Les lois de la gravité ne suffisent pas à expliquer certains mouvements des astres, par exemple le fait que les galaxies s’éloignent les unes des autres de plus en plus vite. Pour l’expliquer, on parle de “matière noire”, inobservable directement, et exerçant une force de gravité. Mais en fait, nous ne savons pas.
Même dans notre palette conceptuelle et sensorielle limitée, il est difficile de reproduire un environnement avec précision, et donc de faire des prédictions parfaites, car nos instruments de mesure sont limités. Or, de très petites différences de conditions initiales, qui ne sont pas toujours mesurables, peuvent produire des résultats tout à fait différents.

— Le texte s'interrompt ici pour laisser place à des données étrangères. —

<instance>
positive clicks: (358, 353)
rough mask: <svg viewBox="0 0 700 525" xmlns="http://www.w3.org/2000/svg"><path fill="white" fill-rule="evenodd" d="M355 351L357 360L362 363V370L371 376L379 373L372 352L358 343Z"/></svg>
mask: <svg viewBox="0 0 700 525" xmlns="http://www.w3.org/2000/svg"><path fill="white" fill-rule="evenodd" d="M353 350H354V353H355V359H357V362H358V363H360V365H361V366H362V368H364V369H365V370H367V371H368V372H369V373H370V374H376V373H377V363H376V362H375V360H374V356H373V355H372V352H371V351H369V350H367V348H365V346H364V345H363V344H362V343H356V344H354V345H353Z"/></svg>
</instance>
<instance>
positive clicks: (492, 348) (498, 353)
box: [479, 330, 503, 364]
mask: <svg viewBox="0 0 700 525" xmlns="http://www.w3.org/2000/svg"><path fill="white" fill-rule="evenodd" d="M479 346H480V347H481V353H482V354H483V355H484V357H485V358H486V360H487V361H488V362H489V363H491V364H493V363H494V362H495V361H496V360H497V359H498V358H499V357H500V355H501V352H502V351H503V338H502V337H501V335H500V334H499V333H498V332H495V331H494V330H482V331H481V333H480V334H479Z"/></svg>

C’est ce qu’a observé un météorologue nommé Lorenz dans les années soixante. Il réalisait des prévisions météo à partir de formules mathématiques complexes prenant en paramètres des conditions climatiques telles que la vitesse du vent, la température et la pression. En laissant plus de chiffres après la virgule, donc en entrant des mesures plus précises, les résultats deviennent tout à fait différents. Il en déduit que des variations subtiles peuvent produire de grands changements
Un battement d’ailes de papillon au Brésil peut produire une tornade au Texas
Edward Lorenz, 1972
Avant Lorenz, Mary Lucy Cartwright et John Edensor Littlewood avaient observé un phénomène pareillement surprenant, pendant la seconde guerre mondiale, au sujet des ondes radio. Lorsque l’amplitude des ondes radio était plus petite, leur transmission devenait plus instable, autrement-dit, imprédictible.
Lorsqu’on va vers l’extrêmement petit, au niveau des constituants supposés des atomes, la prédictibilité devient plus dure, et les physiciens calculent des probabilités d’événements. C’est le domaine de la physique quantique. Certaines observations vont jusqu’à défier nos capacités conceptuelles, par exemple le fait qu’un photon ou un électron puisse avoir parfois les propriétés d’une particule, et parfois celles d’une onde, selon la manière dont on le mesure.
Il n’y a que dans le monde mathématique, c’est à dire notre monde conceptuel, que nous pouvons produire de parfaites prédictions. Les connaissances que nous possédons dans d’autres disciplines sont de simples observations à partir desquelles nous avons dégagé des récurrences nous offrant une prédictibilité suffisante sur notre échelle de temps et d’espace, et qui parfois font l’objet de modèles mathématiques.
Ainsi, aucun être humain ne pourra totalement définir la réalité, car nous sommes limités dans ce que nous sommes capables d’observer et de concevoir. Nous pouvons observer des redondances et en déduire des règles, elles demeurent valables pour notre niveau d’observation seulement, dans un environnement où tout est sous contrôle.